En homéopathie, pour prescrire, c'est à dire choisir le médicament qu'appelle l'état de santé ou de maladie du patient, l'on se base sur la prise en compte  de sa façon globale d'être au monde et notamment sur les mofifications de celle-ci induites par la maladie. Au lieu de sa baser sur le "simple diagnostic de la pathologie en cause et d'y appliquer un traitement plus ou moins standard, l'on se base sur le retentissement global de cette pathologie. Les deux approches sont donc très différentes et n'accorde pas leur intérêt aux mêmes paramètres.

En allopathie, pour un asthme, par exemple, on prescrit des bronchodilatateurs (type ventoline par exemple) et des corticoïdes locaux,ces deux médications visant à réduire l'inflammation bronchique et dilater le calibre des bronches, le tout permettant un meilleur débit de l'air dans les voies respiratoires. On s'attache donc à ce qui semble essentiel, la gêne respiratoire, due à l'inflammation et au "rétrécissement" bronchique. 

La prescription homéopathique semble, quand à elle, se "perdre" dans des considérations plus ou moins "étranges", ancdotiques, voire superflues. Le médecin homéopathe, mettant entre parenthèse cette gêne respiratoire, compte y mettre un terme, la soulager, en empruntant quelques chemins de traverse, délaissant le seul côté respiratoire pour s'enquérir du vécu global du patient. La gêne respiratoire est-elle pire par temps sec ou temps humide, le jour ou la nuit, s'accentue-t-elle au moment des repas, du sommeil, en buvant, en passant d'une pièce chaude à une atmosphère plus froide, ou l'inverse, l'expectoration soulage-t-ele le patient ou ne change-t-elle rien ? L'asthme est-il survenu dans un contexte de vie particulier (chagrin, deuil, souci, habitat humide ou insalubre, puberté, ménopause, etc.) ? 

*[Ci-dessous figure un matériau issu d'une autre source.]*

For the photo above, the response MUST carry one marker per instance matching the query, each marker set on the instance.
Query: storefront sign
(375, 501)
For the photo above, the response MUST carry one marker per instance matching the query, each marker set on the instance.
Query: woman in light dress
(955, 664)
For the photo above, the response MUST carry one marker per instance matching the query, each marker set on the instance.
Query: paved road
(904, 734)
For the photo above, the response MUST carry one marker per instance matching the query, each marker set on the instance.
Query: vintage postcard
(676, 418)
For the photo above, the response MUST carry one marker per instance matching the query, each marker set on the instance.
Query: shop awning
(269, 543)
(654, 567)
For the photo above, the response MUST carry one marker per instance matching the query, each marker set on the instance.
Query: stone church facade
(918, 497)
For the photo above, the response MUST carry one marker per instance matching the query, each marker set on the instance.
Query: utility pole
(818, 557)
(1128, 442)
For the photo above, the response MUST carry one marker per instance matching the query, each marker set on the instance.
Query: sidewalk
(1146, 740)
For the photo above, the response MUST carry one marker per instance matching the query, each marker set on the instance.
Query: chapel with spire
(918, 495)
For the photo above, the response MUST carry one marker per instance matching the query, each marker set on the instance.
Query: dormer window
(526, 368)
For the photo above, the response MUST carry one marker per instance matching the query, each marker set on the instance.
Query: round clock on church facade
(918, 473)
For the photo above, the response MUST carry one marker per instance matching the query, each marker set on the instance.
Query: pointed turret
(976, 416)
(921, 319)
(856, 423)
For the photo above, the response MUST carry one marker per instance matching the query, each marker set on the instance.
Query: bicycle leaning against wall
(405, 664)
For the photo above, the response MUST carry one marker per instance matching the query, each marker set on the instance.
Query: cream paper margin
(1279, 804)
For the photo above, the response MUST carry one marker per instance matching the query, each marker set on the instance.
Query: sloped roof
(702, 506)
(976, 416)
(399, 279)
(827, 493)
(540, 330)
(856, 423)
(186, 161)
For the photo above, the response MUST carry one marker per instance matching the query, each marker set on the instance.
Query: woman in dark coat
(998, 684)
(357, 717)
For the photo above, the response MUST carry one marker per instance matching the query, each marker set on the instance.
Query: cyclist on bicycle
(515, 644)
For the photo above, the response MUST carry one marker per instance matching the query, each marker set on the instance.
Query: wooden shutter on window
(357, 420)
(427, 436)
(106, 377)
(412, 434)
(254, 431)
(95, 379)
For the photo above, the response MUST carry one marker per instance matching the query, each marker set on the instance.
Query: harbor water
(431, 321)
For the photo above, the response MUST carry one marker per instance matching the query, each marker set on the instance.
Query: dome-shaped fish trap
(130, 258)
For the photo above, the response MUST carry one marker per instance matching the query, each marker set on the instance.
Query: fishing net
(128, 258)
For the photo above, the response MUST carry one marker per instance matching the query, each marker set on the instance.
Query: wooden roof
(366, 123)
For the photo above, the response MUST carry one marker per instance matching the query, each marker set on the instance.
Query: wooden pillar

Plus étonnant encore, l'accent va être mis sur le rententissement concomittant de la pathologie sur le vécu global du patient. Le patient est -il plus ou moins anxieux, énervé ou amorphe depuis qu'il fait de l'asthme ? Comment a évolué son appétit ? Sa soif ? Son sommeil ? Présente-il des problèmes digestifs, cutanés, autres ? Cela peut ressembler, parfois, au "est-ce que cela vous chatouille ou est-ce que cela vous gratouille" du docteur Knock. Mais ces disctinctions sont utiles, essentielles mêmes. L'apparent accessoire, l'apparent "superflu" est, en fait, ce qui signe la singularité et le rentissement total de la pathologie sur l'état de santé du patient. Ces petis signes et symptômes, apparemement sans lien avec l'état respiratoire du patient, constituent, en fait, les autres manifestations du déséquilibre global de la santé du patient.

 

La maladie est donc, en réalité, constitués de nombreux signes divers dont l'on peut grouper un certain nombre sous l'étiquette "asthme, hypertension artérielle, polarthrite rhumatoïde, etc. Mais ce groupement, s'il permet de désigner un ensemble pathologique cohérent (toux + spasme + essoufflment + sifflement respiratoire, etc. qui "consituent" l'asthme) ne résume pas la totalité des troubles, du déséquilibre présenté par le patient. En un mot, le déséquilibre global du patient se traduit, souvent, par un retentissement marqué sur tel ou tel organe ou fonction (ce qui permet l'étiquetage "il s'agit d'un asthme") mais ce retentissement localisé ne signifie pas que la pathologie est, fondamentalement, locale. Au contraire, hormis les pathologies traumatiques (fracture ou brulure par exemple), certaines pathologies aigues (épidémie de telle ou telle maladie), la quasi-totalité des maladies sont fondamentalement globales.  

Prendre en compte, aussi, pas seulement bien sur mais aussi, tous les signes du patient, même s'ils semblent sans rapport avec "la" maladie du patient ne revient pas à négliger l'essentiel pour se préoccuper de données superflues. Car l'essentiel est la totalité, la globalité du déséqulibre du patient. Ne se préoccuper que des données conformes au diagnostic nosologique retenu, ne revient pas à se consacrer à l'essentiel. Ce n'est pas, non plus, bien sur, s'égarer dans des considération superflues. C'est, par contre, valoriser arbitrairement certains signes et symptômes (qui "appartiennent" à la pathologie "étiquetée") au détriment d'autres signes et symptômes aui, pour être étranger à cette "étiquette", n'en appartiennent pas moins au patient, n'en reflètent pas moins la rélaité de son déséquilibre de santé. C'est ne soigenr qu'une partie du problème du patient, qu'un aspect de son déséquilibre global.